И я вернулась в город и дошла до Радиокомитета. Около подъезда артист Иосиф Горин старательно наматывал на руку веревку, к которой были привязаны детские санки.
— На пожар, Ося?
— На пожар.
Три дня тому назад загорелся дом его сестры, где-то на Литейном, и Ося каждый день, как на работу, ходил на пожар, собирался медленно, обстоятельно и не торопясь.

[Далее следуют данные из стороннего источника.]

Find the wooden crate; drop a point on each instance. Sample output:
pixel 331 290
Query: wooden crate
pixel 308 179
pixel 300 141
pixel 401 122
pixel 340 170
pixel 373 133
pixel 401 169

Пожары у нас в Ленинграде в ту зиму были длительные, медленные, и тушить их было нечем — не было воды. Жители просто выносили из дому то, что были в силах вынести.
— Все еще горит?
— Да, третий этаж.
Мы немного помолчали.
— А что нового в Радиокомитете?
— Да все то же… Вот — наш Фриц умирает…
— Наш Фриц умирает? Не может быть!!
Я только вчера узнала о смерти тети Вари и старой няньки моей, Авдотьи, то есть о смерти части души своей, пасти жизни и детства, и уже, казалось, ничто не могло бы поразить меня больше. И все же известие, что наш Фриц умирает, поразило меня. Настолько облик Фрица и понятие смерти были несовместимы.
В иностранном отделе Радиокомитета, который занимался пропагандой на противника и который мы величественно именовали «отделом контрпропаганды», кроме начальника отдела Николая Верховского и помощника его Всеволода Римского-Корсакова, работали два немца, вернее — австрияка, братья Фриц и Эрнст. Эрнст был худенький, с глубоко сидящими глазами, почти миниатюрный, а Фриц был типичный довоенный литературный «фриц»: румяный, белокурый, голубоглазый, плотный и очень добродушный. Нередко по заданию этого отдела я писала короткие воззвания, обращенные к немцам, а Фриц или Эрнст наговаривали их на пластинку, и Сева Римский-Корсаков ездил с этими пластинками на передний край, к Ижорскому или Путиловскому заводу, и там их передавали через радиоузел так, чтобы слышал противник…
Я никогда не забуду один октябрьский вечер, когда уже голод властно входил в Ленинград, а немец штурмовал город и был на ближних подступах к Москве. Мы все впятером слушали передачу из штаб-квартиры Гитлера. Один из наших немцев стенографировал ее.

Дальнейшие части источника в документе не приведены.